Just do not allow any form of determinism to colonize your mind and limit the perceived alternatives. I remind you that both Adam Smith and Karl Marx, decades but worlds apart, based their divergent analyses on but a single case study of England, including Scotland in Smith’s case and a bit of Germany in Marx’s. Regrettably what passes as the academic field of economics in the USA provides only an ideologically drenched course in capitalist enthusiasm (see Shaikh and Piketty).
My blog post on the Braudel Ensemble has provided background toward an alternative economy that can reframe, invert, and shrink capitalism. No, this is not socialism, the ownership of the means of production by the government. Rather, decenter economic life, bring it closer to home and to community, disclose and expand ways of value production outside of capitalism, and conserve and protect the Earth. A guiding light is the early 19th century masterpiece by Alexis de Tocqueville, Democracy in America.
So, the name to this configuration of households and commerce (comunity-based), Livelihood, tells the story. The term, often associated with subsistence-based economies, suggests that a localized, small-unit close to the average citizen works best toward promoting a living, local economy. Even neighborhoods and districts in metropolitan areas constitute realms of Livelihood.
Discussion
Dear Reader, I intend not only to breakdown the notion of capitalism into its many forms, but disclose other forms of economic activity. I will say again that I do not seek to abolish capitalism, merely to dethrone it. Broadly, Integral Ecology can enlarge into the space so created.

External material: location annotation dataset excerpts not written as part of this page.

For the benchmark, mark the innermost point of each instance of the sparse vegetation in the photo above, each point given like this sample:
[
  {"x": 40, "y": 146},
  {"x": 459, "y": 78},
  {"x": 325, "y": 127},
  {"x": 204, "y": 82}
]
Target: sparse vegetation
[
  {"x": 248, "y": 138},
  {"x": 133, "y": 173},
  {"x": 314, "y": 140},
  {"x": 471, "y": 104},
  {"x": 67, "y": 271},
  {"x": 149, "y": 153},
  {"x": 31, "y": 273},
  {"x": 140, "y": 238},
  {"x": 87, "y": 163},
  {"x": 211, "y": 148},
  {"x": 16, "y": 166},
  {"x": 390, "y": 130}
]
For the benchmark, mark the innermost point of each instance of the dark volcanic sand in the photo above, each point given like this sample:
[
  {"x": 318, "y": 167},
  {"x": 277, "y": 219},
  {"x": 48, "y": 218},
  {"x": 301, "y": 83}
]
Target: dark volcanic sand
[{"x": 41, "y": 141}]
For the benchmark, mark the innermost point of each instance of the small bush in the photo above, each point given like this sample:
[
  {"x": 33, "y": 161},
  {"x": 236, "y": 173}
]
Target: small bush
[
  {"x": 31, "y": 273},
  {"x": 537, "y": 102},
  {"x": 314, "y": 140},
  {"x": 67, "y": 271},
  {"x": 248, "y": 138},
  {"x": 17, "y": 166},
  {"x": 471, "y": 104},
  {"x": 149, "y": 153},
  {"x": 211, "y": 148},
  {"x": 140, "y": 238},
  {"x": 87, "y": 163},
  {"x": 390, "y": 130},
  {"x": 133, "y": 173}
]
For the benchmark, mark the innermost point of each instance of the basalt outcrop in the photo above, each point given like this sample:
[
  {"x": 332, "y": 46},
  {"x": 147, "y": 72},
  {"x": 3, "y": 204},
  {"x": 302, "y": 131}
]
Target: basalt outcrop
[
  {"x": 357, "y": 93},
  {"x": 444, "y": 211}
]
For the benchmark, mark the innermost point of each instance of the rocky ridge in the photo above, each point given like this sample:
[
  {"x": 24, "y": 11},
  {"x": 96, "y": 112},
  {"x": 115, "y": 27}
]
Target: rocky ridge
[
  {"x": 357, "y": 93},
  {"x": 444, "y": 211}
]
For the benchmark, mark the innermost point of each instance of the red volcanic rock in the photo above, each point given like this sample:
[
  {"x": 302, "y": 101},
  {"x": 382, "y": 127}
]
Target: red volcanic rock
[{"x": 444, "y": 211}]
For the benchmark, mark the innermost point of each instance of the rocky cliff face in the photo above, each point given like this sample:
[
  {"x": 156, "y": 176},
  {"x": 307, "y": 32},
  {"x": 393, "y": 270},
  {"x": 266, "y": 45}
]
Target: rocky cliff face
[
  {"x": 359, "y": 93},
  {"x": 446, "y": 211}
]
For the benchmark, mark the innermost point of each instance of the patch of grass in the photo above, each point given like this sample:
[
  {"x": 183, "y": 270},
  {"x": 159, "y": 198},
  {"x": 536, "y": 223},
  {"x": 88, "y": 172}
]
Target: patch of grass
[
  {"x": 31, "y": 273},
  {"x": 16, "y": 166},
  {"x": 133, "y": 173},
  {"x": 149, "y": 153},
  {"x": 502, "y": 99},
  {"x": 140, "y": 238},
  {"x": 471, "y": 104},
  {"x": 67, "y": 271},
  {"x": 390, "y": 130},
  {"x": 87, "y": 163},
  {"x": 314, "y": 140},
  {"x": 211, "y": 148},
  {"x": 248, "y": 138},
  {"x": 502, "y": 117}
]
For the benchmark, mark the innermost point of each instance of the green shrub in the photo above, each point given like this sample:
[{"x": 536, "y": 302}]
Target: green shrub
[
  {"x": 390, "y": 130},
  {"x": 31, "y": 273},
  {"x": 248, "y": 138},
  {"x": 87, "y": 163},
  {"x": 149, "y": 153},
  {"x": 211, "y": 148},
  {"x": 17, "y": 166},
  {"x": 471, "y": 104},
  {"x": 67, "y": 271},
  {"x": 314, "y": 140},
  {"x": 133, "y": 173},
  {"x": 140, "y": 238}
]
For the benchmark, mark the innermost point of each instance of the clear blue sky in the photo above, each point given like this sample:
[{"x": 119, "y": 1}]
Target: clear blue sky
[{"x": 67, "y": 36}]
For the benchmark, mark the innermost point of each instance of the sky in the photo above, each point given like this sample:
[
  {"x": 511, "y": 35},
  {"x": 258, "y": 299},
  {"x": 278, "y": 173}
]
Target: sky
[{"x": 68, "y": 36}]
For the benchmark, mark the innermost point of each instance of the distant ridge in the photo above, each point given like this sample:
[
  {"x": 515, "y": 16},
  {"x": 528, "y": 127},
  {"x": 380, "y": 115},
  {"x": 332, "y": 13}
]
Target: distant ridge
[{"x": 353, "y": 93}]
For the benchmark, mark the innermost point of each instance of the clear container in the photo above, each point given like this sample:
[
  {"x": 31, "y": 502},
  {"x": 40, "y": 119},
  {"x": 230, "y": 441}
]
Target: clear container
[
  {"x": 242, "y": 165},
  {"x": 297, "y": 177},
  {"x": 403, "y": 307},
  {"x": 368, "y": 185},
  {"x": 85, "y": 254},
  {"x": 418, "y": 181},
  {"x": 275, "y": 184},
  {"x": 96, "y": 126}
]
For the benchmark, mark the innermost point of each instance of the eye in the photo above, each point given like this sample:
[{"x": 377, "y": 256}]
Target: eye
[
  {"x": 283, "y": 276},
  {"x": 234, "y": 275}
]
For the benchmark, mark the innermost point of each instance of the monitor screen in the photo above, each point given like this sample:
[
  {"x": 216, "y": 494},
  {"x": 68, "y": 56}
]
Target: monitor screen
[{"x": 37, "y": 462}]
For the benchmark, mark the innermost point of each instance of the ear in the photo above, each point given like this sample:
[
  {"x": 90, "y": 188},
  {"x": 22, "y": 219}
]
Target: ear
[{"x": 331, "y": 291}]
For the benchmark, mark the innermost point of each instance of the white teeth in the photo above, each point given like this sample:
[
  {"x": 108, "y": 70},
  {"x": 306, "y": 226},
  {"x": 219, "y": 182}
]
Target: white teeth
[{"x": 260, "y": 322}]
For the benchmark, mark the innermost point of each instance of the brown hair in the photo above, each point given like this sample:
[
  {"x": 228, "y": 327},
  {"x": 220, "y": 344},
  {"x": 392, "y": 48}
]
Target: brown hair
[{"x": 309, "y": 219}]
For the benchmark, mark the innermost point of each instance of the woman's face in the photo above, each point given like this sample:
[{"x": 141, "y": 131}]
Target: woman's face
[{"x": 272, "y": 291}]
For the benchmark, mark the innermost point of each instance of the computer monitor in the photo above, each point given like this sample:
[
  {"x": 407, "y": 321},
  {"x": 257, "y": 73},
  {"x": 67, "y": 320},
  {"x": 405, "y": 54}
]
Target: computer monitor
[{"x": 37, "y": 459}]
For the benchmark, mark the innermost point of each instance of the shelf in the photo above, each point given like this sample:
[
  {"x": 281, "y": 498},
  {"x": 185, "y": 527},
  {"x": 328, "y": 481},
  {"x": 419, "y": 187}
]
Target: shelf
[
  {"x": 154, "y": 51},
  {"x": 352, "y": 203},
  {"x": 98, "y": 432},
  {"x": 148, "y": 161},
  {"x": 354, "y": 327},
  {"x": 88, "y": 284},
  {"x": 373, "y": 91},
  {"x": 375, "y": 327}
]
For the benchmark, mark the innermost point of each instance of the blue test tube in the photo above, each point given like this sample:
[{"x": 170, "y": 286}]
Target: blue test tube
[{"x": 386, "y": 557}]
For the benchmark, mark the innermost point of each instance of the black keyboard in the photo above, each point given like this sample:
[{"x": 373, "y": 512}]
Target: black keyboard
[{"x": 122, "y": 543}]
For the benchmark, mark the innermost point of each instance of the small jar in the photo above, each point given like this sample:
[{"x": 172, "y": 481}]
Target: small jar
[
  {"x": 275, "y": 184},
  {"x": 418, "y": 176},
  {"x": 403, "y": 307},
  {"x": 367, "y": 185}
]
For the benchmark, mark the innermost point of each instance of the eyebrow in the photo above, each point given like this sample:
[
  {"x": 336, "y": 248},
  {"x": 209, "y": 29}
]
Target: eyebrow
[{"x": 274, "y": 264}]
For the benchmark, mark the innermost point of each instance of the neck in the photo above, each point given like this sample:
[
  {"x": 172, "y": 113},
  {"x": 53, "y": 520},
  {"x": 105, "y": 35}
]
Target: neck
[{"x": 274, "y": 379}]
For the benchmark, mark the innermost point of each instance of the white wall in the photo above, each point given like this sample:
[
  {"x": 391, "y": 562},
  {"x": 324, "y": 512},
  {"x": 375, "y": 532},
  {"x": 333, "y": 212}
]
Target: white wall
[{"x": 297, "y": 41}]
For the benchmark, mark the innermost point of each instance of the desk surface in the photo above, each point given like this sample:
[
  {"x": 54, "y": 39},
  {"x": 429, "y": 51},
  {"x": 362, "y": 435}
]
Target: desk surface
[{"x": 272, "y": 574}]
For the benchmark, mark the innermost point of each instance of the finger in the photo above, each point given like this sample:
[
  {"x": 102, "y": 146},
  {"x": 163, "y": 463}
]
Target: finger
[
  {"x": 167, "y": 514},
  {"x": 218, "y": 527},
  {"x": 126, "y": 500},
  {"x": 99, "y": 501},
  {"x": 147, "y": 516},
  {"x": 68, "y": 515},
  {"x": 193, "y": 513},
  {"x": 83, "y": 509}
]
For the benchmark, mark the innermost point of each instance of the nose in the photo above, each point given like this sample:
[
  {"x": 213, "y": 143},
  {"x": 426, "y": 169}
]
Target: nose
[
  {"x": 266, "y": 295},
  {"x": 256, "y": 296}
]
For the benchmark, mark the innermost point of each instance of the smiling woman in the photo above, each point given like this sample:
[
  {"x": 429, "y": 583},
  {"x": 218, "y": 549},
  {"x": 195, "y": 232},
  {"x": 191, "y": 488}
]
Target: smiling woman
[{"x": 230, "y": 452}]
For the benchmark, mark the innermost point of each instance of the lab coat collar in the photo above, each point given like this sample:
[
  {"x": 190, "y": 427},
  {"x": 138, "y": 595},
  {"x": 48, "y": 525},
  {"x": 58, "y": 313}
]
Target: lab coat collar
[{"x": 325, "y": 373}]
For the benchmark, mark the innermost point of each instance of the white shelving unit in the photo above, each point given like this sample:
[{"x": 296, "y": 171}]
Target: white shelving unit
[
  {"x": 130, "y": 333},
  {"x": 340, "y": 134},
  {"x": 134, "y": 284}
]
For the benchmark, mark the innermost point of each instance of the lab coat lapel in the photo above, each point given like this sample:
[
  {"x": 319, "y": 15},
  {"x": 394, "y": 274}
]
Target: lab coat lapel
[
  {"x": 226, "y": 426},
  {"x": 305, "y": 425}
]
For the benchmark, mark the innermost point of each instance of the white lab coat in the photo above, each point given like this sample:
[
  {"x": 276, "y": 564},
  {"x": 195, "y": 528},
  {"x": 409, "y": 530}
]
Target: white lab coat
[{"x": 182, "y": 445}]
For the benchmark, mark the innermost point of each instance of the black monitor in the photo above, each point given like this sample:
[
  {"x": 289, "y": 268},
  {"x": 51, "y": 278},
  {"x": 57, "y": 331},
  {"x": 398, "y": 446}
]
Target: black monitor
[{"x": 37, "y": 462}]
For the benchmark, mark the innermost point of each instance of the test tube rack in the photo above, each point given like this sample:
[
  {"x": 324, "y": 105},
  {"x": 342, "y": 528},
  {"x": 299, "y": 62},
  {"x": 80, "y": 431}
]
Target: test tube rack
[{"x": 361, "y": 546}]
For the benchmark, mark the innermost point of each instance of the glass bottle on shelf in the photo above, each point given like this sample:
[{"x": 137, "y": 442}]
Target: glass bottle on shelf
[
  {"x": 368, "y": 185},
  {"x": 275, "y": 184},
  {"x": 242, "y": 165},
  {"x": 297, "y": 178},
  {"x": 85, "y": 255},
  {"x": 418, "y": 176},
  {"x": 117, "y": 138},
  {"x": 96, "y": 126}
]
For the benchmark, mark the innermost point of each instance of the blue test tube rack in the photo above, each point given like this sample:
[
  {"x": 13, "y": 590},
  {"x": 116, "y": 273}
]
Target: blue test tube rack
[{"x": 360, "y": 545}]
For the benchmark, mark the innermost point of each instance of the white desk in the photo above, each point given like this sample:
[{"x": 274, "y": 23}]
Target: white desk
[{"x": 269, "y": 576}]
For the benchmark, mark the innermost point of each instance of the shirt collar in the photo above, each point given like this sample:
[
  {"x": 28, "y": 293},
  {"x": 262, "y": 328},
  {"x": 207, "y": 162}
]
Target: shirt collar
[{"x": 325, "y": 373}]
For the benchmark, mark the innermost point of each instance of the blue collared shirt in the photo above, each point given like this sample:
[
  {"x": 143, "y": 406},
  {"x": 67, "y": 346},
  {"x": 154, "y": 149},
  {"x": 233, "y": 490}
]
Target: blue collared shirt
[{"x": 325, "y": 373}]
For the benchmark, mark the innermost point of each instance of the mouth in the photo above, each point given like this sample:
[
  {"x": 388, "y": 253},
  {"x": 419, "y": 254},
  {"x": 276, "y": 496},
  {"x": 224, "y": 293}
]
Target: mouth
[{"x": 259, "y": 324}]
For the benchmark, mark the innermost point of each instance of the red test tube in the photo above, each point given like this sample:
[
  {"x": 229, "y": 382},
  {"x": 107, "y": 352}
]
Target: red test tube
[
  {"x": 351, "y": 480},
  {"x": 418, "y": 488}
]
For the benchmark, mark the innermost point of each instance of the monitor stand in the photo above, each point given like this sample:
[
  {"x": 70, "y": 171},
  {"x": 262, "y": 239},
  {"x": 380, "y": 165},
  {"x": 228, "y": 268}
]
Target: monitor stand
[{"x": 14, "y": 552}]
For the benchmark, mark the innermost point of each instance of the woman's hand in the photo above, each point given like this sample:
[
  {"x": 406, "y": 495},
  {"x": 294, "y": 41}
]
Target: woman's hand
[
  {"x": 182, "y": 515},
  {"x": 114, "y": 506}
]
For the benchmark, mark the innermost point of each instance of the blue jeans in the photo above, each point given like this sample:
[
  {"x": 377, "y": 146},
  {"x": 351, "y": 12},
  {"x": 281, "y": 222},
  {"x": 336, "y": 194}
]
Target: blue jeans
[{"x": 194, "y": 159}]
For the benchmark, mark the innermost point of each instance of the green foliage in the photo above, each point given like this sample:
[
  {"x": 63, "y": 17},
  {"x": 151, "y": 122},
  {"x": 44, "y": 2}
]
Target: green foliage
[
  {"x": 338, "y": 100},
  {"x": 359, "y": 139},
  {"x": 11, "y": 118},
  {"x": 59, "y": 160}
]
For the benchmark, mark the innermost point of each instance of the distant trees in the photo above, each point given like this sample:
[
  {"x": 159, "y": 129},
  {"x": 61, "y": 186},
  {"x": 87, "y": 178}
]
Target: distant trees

The semantic legerdemain will be explained later and elsewhere but the vocabulary will include such terms as
- Oikos: the extended household. Following the Greeks, this refers to a cooperative division of labor outside market exchange. Note that oikos provides the root to both ecology and economics, now at loggerheads.
- Chrematistics: financial exchange purely to have money make money, with no substantive production. We now elevate finance to that status which Aristotle rebuked as economic parasitism. The authentic economies were the Oikos, the household (or manor) and the open-air commerce in the agora, the town center.
- Cooperation: We do this all the time, but has been relegated by formal economics as unproductive, a massive deprecation of the work of women.
- Reciprocity: The asynchronous exchange of personal services. The work in economic anthropology by Karl Polanyi adds much to the expansion and contrast among forms of economic activity.